Sozialisten und Katholiken werden zu Reichsfeinden erklärt

Die deutsche Einigung wurde in den Kriegen von 1864, 1866 und 1870/71 errungen. Otto von Bismarck agierte dabei keineswegs als militärischer Abenteurer. Er führte seine Kriege, um begrenzte politische Ziele durchzusetzen, aber es ging ihm niemals darum, den Gegner vollständig zu vernichten. Dennoch war das Deutsche Reich ein Kind des Krieges, was noch nicht vorhersehbare Folgen für seine internationale Situation als auch für seine innere politische Kultur haben sollte.
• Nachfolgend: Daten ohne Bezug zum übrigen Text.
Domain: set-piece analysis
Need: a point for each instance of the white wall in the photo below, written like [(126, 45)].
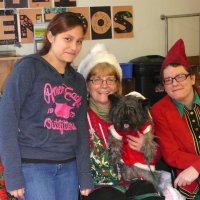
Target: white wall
[(149, 29)]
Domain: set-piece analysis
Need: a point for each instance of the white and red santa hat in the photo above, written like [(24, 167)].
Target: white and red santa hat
[(98, 54)]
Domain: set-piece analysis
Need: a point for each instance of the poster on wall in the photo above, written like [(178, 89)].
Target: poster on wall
[(101, 26), (49, 13), (16, 3), (122, 21), (65, 3), (84, 12), (1, 4), (28, 17), (8, 27), (40, 3)]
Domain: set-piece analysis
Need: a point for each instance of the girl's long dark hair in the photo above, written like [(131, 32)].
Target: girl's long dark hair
[(60, 23)]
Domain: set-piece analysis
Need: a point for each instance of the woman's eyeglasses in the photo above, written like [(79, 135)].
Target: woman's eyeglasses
[(100, 81), (178, 78)]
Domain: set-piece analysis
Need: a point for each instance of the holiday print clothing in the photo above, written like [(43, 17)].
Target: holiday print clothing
[(179, 137), (104, 174)]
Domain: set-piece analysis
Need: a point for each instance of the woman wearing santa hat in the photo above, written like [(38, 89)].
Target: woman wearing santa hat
[(177, 120), (103, 76)]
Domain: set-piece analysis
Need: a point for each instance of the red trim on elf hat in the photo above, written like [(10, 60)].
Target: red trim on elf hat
[(176, 55)]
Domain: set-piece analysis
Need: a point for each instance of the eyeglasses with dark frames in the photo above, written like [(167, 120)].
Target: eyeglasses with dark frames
[(100, 81), (178, 78)]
Die Nachbarn des Deutschen Reichs waren durch die kraftstrotzenden Militär- und Industriemacht Preußen beunruhigt. Die Militärmonarchie Preußens, der obrigkeitsstaatliche Verwaltungsstaat und die traditionellen Führungsgruppen behaupteten im Deutschen Reich das Zentrum der Macht. Zudem sollte die polarisierende Innenpolitik von Otto von Bismarck noch lange den Prozess der inneren Nationenbildung negativ belasten. Die sozialmoralischen Lager rückten fester zusammen. Sozialisten, Katholiken und ethische Minderheiten wurden zu Feinden des Deutschen Reiches erklärt.
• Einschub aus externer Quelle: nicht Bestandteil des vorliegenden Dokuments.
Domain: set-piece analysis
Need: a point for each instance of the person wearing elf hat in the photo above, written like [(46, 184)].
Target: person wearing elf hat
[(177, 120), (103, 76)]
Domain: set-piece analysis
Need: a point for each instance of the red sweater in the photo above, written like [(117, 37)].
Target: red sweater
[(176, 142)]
Die monarchische Spitze dominiert weiterhin den Reichstag

Der Staat Otto von Bismarcks brachte zwar die ersehnte Einheit, aber sicherlich nicht zu den Bedingungen, wie sie sich die Liberalen vorgestellt hatten. Otto von Bismarck gewährte gerade so viele konstitutionelle Elemente, wie es mit den Interessen der Machteliten Preußens vereinbar war. Die Verfassung des Deutschen Reiches basierte auf einem komplizierten, unausgewogenen System. Es setzte sich aus sowohl aus föderativen, parlamentarischen und unitarischen als auch aus monarchisch-autoritären Elementen zusammen.
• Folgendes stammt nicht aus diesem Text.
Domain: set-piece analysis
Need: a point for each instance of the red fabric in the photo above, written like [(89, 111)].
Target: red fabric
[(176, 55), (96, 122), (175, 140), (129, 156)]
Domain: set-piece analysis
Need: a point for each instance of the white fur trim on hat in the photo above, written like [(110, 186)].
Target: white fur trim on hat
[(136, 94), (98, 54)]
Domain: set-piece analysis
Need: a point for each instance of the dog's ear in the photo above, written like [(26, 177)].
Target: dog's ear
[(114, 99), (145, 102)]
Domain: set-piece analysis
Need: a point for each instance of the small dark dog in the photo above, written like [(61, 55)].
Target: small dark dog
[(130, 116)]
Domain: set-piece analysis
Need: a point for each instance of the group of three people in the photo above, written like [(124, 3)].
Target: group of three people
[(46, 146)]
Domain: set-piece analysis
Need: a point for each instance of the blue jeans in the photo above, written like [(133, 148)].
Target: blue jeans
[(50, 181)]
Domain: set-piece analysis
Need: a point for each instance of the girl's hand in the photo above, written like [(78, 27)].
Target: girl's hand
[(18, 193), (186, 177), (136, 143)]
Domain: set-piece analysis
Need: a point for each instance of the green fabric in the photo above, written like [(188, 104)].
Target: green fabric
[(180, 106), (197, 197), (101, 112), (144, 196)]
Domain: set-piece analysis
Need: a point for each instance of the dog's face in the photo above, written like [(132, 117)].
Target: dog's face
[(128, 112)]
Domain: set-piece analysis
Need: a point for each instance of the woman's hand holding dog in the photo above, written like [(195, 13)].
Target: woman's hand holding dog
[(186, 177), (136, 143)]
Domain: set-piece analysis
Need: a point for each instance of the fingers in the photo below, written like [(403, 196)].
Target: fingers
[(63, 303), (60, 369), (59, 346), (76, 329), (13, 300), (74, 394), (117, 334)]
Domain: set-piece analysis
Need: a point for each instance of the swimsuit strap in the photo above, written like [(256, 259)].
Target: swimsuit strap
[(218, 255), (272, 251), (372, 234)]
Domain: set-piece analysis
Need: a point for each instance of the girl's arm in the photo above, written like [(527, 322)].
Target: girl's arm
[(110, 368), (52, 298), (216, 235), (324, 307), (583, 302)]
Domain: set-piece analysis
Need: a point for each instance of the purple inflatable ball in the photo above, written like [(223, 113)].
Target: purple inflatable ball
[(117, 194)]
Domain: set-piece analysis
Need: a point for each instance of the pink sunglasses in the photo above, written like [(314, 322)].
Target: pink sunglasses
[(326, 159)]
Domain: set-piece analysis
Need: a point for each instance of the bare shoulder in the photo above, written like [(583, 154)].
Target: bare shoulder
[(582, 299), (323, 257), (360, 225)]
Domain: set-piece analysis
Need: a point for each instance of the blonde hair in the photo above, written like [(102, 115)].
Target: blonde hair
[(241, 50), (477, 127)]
Die monarchische Spitze behielt die beherrschende Stellung gegenüber dem Reichstag. Dieser war zwar aus allgemeinen, direkten und gleichen Wahlen hervorgegangen, konnte andererseits allerdings keinen unmittelbaren Einfluss auf die Exekutive ausüben. Außerdem waren in die Verfassung verschiedene Sicherungssysteme eingebaut. Die Führungsrolle Preußens war über die Konstruktion des Bundesrates manifestiert. In Preußen selbst bestand zudem weiterhin das Drei-Klassen-Wahlrecht von 1849/50.